Perhaps you could process this with a unix/Linux utility "Awk", before reading 
the file into R.
-Sohail

________________________________________
From: r-help-boun...@r-project.org [r-help-boun...@r-project.org] On Behalf Of 
peter dalgaard [pda...@gmail.com]
Sent: Friday, March 08, 2013 5:08 AM
To: Yao He
Cc: R help
Subject: Re: [R] How to transpose it in a fast way?

On Mar 7, 2013, at 01:18 , Yao He wrote:

> Dear all:
>
> I have a big data file of 60000 columns and 60000 rows like that:
>
> AA AC AA AA .......AT
> CC CC CT CT.......TC
> ..........................
> .........................
>
> I want to transpose it and the output is a new like that
> AA CC ............
> AC CC............
> AA CT.............
> AA CT.........
> ....................
> ....................
> AT TC.............
>
> The keypoint is  I can't read it into R by read.table() because the
> data is too large,so I try that:
> c<-file("silygenotype.txt","r")
> geno_t<-list()
> repeat{
>  line<-readLines(c,n=1)
>  if (length(line)==0)break  #end of file
>  line<-unlist(strsplit(line,"\t"))
> geno_t<-cbind(geno_t,line)
> }
> write.table(geno_t,"xxx.txt")
>
> It works but it is too slow ,how to optimize it???


As others have pointed out, that's a lot of data!

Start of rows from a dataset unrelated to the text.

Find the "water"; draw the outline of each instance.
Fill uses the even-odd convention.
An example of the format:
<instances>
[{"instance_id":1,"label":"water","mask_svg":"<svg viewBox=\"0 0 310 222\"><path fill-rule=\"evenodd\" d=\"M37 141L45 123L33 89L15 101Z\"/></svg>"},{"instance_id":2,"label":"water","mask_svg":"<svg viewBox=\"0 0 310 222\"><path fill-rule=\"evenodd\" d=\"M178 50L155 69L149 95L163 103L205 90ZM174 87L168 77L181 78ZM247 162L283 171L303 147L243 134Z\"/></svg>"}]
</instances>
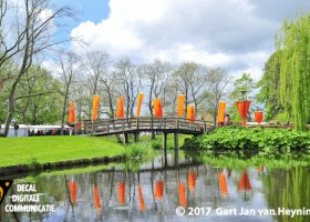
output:
<instances>
[{"instance_id":1,"label":"water","mask_svg":"<svg viewBox=\"0 0 310 222\"><path fill-rule=\"evenodd\" d=\"M310 212L293 218L282 212L310 208L309 167L217 167L172 153L141 165L69 172L17 179L1 204L1 221L310 221ZM17 191L17 182L29 181L37 192ZM53 204L55 211L6 212L8 204L24 204L10 199L21 193L40 193L39 204ZM185 215L176 214L178 206Z\"/></svg>"}]
</instances>

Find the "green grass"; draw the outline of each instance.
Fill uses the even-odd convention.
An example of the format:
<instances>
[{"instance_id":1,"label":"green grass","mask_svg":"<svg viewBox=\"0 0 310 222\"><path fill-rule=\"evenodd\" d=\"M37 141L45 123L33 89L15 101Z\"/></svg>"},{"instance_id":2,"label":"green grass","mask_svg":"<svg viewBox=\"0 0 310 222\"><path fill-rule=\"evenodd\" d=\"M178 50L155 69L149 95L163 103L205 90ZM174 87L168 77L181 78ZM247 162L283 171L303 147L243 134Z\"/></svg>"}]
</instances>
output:
<instances>
[{"instance_id":1,"label":"green grass","mask_svg":"<svg viewBox=\"0 0 310 222\"><path fill-rule=\"evenodd\" d=\"M114 138L32 137L0 138L0 167L121 155Z\"/></svg>"}]
</instances>

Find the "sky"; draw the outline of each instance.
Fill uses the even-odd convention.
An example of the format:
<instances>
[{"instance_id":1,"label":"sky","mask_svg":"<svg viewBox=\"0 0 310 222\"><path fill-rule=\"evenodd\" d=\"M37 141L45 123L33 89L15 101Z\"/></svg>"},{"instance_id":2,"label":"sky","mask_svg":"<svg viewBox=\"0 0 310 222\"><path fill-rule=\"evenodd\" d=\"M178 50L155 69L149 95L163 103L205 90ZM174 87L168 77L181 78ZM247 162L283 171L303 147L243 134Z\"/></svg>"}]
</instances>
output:
<instances>
[{"instance_id":1,"label":"sky","mask_svg":"<svg viewBox=\"0 0 310 222\"><path fill-rule=\"evenodd\" d=\"M114 60L136 63L161 59L224 68L255 80L275 52L283 20L309 12L307 0L55 0L81 14L69 24L76 53L102 50Z\"/></svg>"}]
</instances>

You seem to have the right idea: If you read the columns line by line there is 
nothing to transpose. A couple of points, though:

- The cbind() is a potential performance hit since it copies the list every 
time around. geno_t <- vector("list", 60000) and then
geno_t[[i]] <- <etc>

- You might use scan() instead of readLines, strsplit

- Perhaps consider the data type as you seem to be reading strings with 16 
possible values (I suspect that R already optimizes string storage to make this 
point moot, though.)

--
Peter Dalgaard, Professor
Center for Statistics, Copenhagen Business School
Solbjerg Plads 3, 2000 Frederiksberg, Denmark
Phone: (+45)38153501
Email: pd....@cbs.dk  Priv: pda...@gmail.com

______________________________________________
R-help@r-project.org mailing list
https://stat.ethz.ch/mailman/listinfo/r-help
PLEASE do read the posting guide http://www.R-project.org/posting-guide.html
and provide commented, minimal, self-contained, reproducible code.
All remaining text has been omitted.